House Democratic leaders will unveil an enhanced child tax credit bill today that could give families $3,000 per child.
The bill, to be presented by Ways and Means Committee chair Richard Neal, would advance a provision of President Biden’s $1.9 trillion American Rescue plan.
According to the bill, the provision offers $3,600 per child under the age of six and $3,000 per child age six through 17 for a single year. The full benefit is available to single parents earning up to $75,000 annually and couples earning up to $150,000, and payments would phase out after those thresholds, according to the plan. The plan would start in July, and families can receive the child tax credit payments on a monthly basis, which advocates say will make it easier to pay their obligations compared to getting a lump sum, according to CNN.
Under current law, the child tax credit provides a credit of up to $2,000 per child under age 17. If the credit exceeds taxes owed, families may receive up to $1,400 per child as a refund. Other dependents — including children ages 17-18 and full-time college students ages 19-24 — can receive a nonrefundable credit of up to $500 each, according to the Tax Policy Center.
Under Biden’s stimulus plan, this provision, in addition to raising the amount, would make the CTC fully refundable by removing a rule limiting the refundable portion to $1,400 and by removing the earnings requirement, according to the plan.
Last Thursday, Utah Senator Mitt Romney introduced the Family Security Act, which would provide families with a monthly cash benefit amounting to $350 a month for each young child and $250 a month for each school-aged child, according to the Act.

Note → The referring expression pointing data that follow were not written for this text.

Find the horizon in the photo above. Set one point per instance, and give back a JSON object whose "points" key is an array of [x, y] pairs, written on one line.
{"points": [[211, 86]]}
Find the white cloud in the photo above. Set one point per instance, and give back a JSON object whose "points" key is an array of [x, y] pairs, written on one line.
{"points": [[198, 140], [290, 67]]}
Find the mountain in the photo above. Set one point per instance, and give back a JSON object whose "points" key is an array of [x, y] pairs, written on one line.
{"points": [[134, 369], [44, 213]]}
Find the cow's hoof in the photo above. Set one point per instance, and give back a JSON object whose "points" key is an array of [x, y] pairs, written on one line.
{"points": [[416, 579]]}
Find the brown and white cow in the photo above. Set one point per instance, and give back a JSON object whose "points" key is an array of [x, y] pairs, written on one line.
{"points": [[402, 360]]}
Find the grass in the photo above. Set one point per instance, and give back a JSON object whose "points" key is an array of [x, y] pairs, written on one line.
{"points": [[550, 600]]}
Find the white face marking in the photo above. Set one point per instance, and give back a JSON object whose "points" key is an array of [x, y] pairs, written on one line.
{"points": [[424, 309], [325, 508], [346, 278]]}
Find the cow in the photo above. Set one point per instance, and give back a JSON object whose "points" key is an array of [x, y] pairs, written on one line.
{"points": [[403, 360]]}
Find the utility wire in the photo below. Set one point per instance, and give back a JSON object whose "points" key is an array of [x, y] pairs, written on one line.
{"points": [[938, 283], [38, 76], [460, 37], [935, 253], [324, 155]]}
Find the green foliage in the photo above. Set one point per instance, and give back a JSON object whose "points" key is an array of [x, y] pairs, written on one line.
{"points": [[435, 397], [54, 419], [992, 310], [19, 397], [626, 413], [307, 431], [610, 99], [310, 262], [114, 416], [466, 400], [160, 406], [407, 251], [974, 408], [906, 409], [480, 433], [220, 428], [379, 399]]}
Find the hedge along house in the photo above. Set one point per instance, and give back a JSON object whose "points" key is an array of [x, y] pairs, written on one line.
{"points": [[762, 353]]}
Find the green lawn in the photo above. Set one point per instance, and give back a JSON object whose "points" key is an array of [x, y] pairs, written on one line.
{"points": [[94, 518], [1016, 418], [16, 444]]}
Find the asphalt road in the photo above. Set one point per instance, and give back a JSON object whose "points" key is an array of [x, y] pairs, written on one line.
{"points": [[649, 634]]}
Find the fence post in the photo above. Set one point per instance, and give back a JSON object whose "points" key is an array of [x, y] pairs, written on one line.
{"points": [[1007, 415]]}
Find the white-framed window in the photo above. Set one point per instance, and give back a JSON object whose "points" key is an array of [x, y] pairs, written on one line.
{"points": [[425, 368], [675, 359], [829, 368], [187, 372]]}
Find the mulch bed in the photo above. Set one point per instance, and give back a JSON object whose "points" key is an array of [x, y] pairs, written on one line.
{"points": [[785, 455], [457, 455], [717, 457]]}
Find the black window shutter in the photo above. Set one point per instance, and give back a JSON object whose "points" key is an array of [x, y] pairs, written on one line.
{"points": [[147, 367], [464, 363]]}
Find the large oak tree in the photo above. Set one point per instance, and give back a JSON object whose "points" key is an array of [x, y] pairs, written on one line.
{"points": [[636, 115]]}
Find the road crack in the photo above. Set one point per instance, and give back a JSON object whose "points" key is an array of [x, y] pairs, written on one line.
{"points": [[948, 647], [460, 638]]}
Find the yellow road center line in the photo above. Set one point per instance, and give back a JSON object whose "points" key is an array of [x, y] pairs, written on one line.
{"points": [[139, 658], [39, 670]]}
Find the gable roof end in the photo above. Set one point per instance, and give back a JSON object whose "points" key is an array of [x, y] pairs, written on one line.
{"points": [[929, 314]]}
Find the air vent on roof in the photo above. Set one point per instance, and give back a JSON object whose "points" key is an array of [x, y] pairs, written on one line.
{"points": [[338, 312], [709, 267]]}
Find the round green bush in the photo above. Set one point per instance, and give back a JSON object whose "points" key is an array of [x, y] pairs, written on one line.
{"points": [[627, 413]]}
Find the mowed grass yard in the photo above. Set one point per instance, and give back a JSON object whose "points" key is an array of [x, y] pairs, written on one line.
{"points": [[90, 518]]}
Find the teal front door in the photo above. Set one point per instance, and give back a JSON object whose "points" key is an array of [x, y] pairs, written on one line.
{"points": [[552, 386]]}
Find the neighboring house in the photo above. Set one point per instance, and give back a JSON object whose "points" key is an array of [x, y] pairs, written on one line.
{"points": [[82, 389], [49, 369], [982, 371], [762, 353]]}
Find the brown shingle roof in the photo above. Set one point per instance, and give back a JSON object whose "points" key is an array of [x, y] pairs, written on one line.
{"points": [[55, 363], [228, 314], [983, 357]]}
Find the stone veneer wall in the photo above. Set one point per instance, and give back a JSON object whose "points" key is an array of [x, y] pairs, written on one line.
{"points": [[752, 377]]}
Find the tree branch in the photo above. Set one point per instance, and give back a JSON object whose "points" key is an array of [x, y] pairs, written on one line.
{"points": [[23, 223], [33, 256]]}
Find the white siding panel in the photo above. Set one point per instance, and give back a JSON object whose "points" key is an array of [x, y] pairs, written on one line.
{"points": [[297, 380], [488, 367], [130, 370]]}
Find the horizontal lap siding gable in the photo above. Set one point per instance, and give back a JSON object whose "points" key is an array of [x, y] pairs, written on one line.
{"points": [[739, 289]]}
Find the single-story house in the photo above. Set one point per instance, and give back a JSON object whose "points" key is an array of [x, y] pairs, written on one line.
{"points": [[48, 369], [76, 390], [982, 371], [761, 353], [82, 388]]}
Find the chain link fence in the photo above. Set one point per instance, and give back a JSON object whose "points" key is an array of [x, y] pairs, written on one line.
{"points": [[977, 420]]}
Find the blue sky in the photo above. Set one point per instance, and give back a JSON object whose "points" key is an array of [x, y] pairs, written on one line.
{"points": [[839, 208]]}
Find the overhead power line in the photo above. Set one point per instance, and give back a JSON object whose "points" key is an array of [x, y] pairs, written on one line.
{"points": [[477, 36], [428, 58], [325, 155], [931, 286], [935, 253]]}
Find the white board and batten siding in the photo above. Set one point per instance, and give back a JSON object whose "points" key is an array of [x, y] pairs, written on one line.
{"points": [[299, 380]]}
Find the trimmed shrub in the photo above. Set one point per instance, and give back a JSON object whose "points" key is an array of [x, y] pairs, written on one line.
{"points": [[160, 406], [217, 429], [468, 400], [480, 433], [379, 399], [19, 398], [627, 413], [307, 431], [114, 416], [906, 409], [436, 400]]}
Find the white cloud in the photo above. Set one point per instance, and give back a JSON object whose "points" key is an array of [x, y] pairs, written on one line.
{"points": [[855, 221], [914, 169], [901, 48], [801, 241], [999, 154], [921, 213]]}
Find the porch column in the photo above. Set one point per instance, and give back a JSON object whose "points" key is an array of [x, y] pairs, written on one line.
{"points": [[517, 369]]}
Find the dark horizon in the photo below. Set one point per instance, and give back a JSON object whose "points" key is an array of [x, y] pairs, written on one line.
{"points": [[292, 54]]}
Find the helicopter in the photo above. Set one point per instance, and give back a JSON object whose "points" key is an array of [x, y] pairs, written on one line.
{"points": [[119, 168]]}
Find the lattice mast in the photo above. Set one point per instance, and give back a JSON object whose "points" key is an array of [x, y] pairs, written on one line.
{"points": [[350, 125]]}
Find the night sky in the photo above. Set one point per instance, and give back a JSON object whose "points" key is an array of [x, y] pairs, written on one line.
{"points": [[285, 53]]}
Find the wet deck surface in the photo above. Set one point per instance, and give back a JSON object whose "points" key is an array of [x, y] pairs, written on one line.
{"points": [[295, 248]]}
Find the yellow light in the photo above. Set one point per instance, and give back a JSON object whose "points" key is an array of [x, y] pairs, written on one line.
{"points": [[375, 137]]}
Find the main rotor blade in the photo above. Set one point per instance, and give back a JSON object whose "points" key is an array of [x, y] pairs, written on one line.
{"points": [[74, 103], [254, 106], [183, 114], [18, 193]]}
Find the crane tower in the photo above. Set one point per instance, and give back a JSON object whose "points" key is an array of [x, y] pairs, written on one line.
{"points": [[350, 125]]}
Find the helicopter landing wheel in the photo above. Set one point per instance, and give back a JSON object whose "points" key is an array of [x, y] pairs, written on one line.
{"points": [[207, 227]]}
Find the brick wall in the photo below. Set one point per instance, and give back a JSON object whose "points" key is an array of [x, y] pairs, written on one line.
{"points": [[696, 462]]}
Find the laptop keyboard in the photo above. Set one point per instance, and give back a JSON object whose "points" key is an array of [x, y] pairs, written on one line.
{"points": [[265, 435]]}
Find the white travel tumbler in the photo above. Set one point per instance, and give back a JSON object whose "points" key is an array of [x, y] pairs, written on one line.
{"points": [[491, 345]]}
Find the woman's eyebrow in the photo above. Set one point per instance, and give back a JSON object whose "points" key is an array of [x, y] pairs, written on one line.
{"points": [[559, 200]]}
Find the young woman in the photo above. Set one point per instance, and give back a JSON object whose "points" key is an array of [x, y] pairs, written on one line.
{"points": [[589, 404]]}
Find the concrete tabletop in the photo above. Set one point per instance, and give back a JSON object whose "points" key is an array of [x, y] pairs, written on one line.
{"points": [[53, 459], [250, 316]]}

“The Family Security Act creates a new national commitment to American families by modernizing and streamlining antiquated federal policies into a monthly cash benefit,” the act reads. “Expecting parents will receive the benefit mid-pregnancy, helping them tackle the expenses that start on day one. If enacted, low-income families would no longer have to choose between a bigger paycheck or eligibility for support. This plan would immediately lift nearly 3 million children out of poverty, while providing a bridge to the middle class — without adding a dime to the federal deficit.”